Gap junctions are usually found in clusters and enable intercellular communication by allowing the passage of small molecules between cells¹. They play important roles in different biological processes. These include differentiation, cell cycle synchronization, cellular development, neuronal activity and the immune response^2-4.

Proteins involved in gap junction formation are composed of four transmembrane domains, two extracellular loops and one intracellular loop and intracellular N- and C-termini^5,6. Several consensus cysteine residues are in the extracellular loop and are essential and necessary for intercellular docking of gap junction hemichannels in the opposing cell membrane^5-7.

Pannexins (Pannexin 1, Pannexin 2 and Pannexin 3) belong to the superfamily of gap junction proteins. Pannexin 1 (PANX1) is ubiquitously expressed, Pannexin 2 (PANX2) is specifically expressed in the human brain and widespread in rodents and Pannexin 3 (PANX3) is also detected in the brain⁸.

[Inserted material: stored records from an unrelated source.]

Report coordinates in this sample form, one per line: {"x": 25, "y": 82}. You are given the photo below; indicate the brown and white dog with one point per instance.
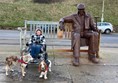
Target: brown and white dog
{"x": 44, "y": 68}
{"x": 14, "y": 61}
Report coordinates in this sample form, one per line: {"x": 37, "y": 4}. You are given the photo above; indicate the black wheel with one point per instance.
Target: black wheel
{"x": 107, "y": 31}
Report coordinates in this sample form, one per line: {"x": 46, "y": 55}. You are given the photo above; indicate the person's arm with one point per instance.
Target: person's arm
{"x": 67, "y": 19}
{"x": 93, "y": 25}
{"x": 31, "y": 40}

The gating properties of Pannexins were studied in Xenopus oocytes and results demonstrate that only PANX1 is able to form homomeric hemichannels, and is also able to form heteromeric hemichannels with PANX2 but not with PANX3^9,10. Not surprising, PANX1 gating properties depend whether it forms homomeric or heteromeric hemichannels.

A number of different stimuli are known to open these channels and include mechanical stress, extracellular ATP, increases in intracellular Ca²⁺ and inflammation⁹.

Possible roles for Pannexins include paracrine signaling in vascular endothelial cells and taste cell signaling⁹.